Недавно я хочу настроить другую программу DNS для управления foo.example.org поддомен на этом VPS. Я установил их в dns.he.net:
foo.example.org. IN NS vps.exmaple.org. vps.example.org. IN A xx.xx.xx.xx
Поскольку BIND прослушивает 53 / udp, я настроил его для прослушивания порта 5353 и в named.conf:
zone "foo.example.org" {
type forward;
forwarders{ 127.0.0.1 port 5353; };
}; Я думаю, что эта конфигурация перенаправит все запросы для *.foo.example.org ко второй программе DNS. Но когда я это проверяю ...
На самом VPS:
dig bar.foo.example.org @127.0.0.1 -p5353 хорошо работает.
dig bar.foo.example.org @127.0.0.1 работает хорошо.
На моем ноутбуке:
dig bar.foo.example.org @vps.example.org -p5353 хорошо работает.
dig bar.foo.example.org @vps.example.org хорошо работает.
dig foo.example.org @8.8.8.8 -t ns работает хорошо.
dig bar.foo.example.org @8.8.8.8 возвращается SERVFAIL.
Замена 8.8.8.8 другими DNS-серверами дает те же результаты, и нет ничего плохого в TTL.
Кто-нибудь знает, что не так с моей конфигурацией?
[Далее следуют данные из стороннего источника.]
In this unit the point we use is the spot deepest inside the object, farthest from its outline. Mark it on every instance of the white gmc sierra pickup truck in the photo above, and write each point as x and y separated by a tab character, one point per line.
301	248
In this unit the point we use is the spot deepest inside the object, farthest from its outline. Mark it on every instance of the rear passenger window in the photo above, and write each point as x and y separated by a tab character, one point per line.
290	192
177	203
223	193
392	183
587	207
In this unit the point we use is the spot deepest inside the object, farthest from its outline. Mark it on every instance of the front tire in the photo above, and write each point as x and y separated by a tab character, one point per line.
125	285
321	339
Вот дополнительная информация:
Другая конфигурация BIND9:
options {
directory "/var/cache/bind";
notify yes;
allow-transfer { xx.xx.xx.xx; };
dnssec-enable yes;
dnssec-validation auto;
auth-nxdomain no; # conform to RFC1035
listen-on-v6 { any; };
recursion yes;
allow-recursion { any; };
}; И, в частности, «вторая программа DNS» - это йод, который туннелирует IP через запросы DNS. Я следовал этому руководству, чтобы настроить его за BIND9: http://dev.kryo.se/iodine/wiki/TipsAndTricks#RunningiodinebehindBIND9
PS: Я пробовал другой сервер с настройкой dnsmasq и использую server=/foo.example.org/127.0.0.1#5353 тестировать. По-прежнему возникают ошибки.
Может ли кто-нибудь помочь? Заранее спасибо.
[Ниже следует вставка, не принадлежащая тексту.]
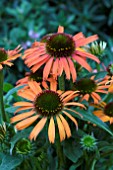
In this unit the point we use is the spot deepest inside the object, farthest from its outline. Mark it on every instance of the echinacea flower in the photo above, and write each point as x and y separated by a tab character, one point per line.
105	112
59	52
45	105
88	142
88	87
7	56
30	76
110	82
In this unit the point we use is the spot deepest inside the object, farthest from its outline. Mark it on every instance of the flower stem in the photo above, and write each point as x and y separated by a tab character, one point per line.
2	111
61	82
60	155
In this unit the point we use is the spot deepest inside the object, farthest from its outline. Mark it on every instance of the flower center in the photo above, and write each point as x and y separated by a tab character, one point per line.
48	103
37	76
85	86
23	146
60	45
3	55
108	110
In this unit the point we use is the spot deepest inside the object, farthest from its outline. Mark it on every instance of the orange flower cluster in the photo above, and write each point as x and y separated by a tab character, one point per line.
56	54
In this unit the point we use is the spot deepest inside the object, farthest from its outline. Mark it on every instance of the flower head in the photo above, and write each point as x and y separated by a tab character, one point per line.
97	48
88	142
59	52
7	56
105	112
23	146
30	76
88	87
45	105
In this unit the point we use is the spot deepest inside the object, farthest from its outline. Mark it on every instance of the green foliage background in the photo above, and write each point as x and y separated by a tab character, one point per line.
23	22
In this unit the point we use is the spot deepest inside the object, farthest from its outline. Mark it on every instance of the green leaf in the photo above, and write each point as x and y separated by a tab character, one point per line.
12	91
72	150
9	162
7	87
88	116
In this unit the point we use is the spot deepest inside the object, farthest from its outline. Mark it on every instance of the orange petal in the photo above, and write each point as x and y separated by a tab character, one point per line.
73	111
88	55
82	62
26	96
55	67
38	128
53	84
38	65
37	60
66	126
102	91
35	87
72	69
60	29
85	41
47	68
85	97
25	123
23	108
61	129
22	116
78	36
65	67
72	118
74	104
111	89
51	130
23	104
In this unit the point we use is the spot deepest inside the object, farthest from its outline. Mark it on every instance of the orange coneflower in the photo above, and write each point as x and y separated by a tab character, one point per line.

Прежде всего, я бы посоветовал вам использовать что-то другое, кроме 5353, в качестве альтернативного порта для DNS-серверов. 5353 конфликтует с zeroconf / mDNS.
Причина, по которой это работает только при использовании vps.example.org как рекурсивный преобразователь, потому что это единственный рекурсивный сервер, которому было сказано, что ему нужно перейти на специальный DNS-сервер на порту 5353, чтобы найти foo.example.org.
Поскольку вы не можете указать номер порта в NS записи, как правило, невозможно иметь авторитетный сервер на порту, отличном от 53. Все рекурсивные серверы имен в мире собираются найти запись NS для рассматриваемого домена и попытаются связаться с этим сервером на порту 53 Если вы хотите, чтобы они использовали другой порт, вам нужно было бы настроить для каждого из них зону пересылки, указывающую на порт 5353.
Кстати, непонятно, зачем вы хотите разместить foo.example.org на отдельном сервере имен на другом порту (или IP-адресе). Почему бы вам просто не добавить foo.example.org зона на тот же авторитетный сервер имен, который обслуживает example.org?